I have observed a rather weird sampling behaviour of the coordinates which do not seem to be equidistant, i.e. an alternating, hidden sampling pattern affects the actual sampling. For the sake of illustration, I only use latitudes now to explain the problem, because longitudes behave the same. In the below image you can see an outcut from the whole scene from SNAP’s latitudes output (“SNAP_latitudes_africa_roi.tif”)


and the self-made latitudes (continuous sampling increase from the upper-left corner) (“latitudes_africa_roi.tif”).

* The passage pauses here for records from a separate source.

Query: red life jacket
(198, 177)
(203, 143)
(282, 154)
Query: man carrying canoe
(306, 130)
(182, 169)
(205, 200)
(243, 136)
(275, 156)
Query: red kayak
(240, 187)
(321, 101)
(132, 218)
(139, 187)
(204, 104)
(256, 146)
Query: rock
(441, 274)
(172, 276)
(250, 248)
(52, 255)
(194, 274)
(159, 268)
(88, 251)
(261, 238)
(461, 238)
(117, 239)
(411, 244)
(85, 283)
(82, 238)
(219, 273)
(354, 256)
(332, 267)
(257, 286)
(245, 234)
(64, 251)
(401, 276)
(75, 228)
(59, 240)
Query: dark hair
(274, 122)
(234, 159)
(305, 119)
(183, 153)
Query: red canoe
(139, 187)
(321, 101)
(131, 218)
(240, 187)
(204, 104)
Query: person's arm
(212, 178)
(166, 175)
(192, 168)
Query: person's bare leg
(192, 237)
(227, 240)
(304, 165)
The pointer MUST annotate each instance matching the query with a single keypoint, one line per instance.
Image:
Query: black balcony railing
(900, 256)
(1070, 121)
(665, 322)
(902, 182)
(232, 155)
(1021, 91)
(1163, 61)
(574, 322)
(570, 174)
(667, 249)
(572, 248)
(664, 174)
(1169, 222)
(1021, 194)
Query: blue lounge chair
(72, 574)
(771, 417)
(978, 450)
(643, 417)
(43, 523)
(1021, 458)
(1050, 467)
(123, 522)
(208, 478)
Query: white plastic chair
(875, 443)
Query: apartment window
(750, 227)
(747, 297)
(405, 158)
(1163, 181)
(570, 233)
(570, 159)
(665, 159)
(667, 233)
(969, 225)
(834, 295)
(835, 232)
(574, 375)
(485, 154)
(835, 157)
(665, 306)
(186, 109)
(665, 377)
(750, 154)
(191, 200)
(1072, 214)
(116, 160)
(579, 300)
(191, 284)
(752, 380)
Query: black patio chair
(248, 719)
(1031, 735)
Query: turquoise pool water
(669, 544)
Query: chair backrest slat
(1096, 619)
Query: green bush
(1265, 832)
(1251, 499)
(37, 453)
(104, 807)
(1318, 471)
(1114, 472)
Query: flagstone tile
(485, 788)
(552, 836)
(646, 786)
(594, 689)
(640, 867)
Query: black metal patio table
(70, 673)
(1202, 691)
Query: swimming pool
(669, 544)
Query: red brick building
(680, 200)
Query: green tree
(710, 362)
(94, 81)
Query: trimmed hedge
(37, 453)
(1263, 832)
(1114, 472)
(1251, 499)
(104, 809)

If one subtracts both layers the following pattern becomes obvious (“latitudes_diff_africa_roi.tif”)

with a zoom-in view:

The difference between SNAP’s latitudes and the other continuous latitudes always increases up to 7 sampling steps and then becomes approximately equal again. The maximum order of the difference is about 1e-6 degree, which translates to around 0.2-0.3m at the equator. My questions are:

  1. Why does this pattern occur, i.o.w. why is the longitude and latitude sampling in SNAP not equidistant? I debugged through the source code and found the responsible function to be the MathTransform interface of the opengis package.
  2. Isn’t the order of this pattern still critical when geo-referencing Sentinel products? Or did I misinterpret something?

Thank you very much in advance for your advice.

Differences of the magnitude you are seeing often occur with calculations using 32-bit (single precision) floating point. Historically, remote sensing has used singe precision more most data to keep memory requirements within the capacity of high end 1990’s vintage UNIX workstations. Many remote sensing use cases don’t need sub-meter accuracy.

The GIS community, however, does need sub-meter accuracy, so the best place to discuss your findings (especially if you include a patch) is the GeoTools developer list (found here). OpenGIS FAQ gives useful historical background for opengis and GeoTools.

Dear @gnwiii ,

thank you for this interesting, historic insight :slight_smile:
From the order of the pattern your explanation sounds meaningful - I will try if I get more information from the respective GeoTools code repo.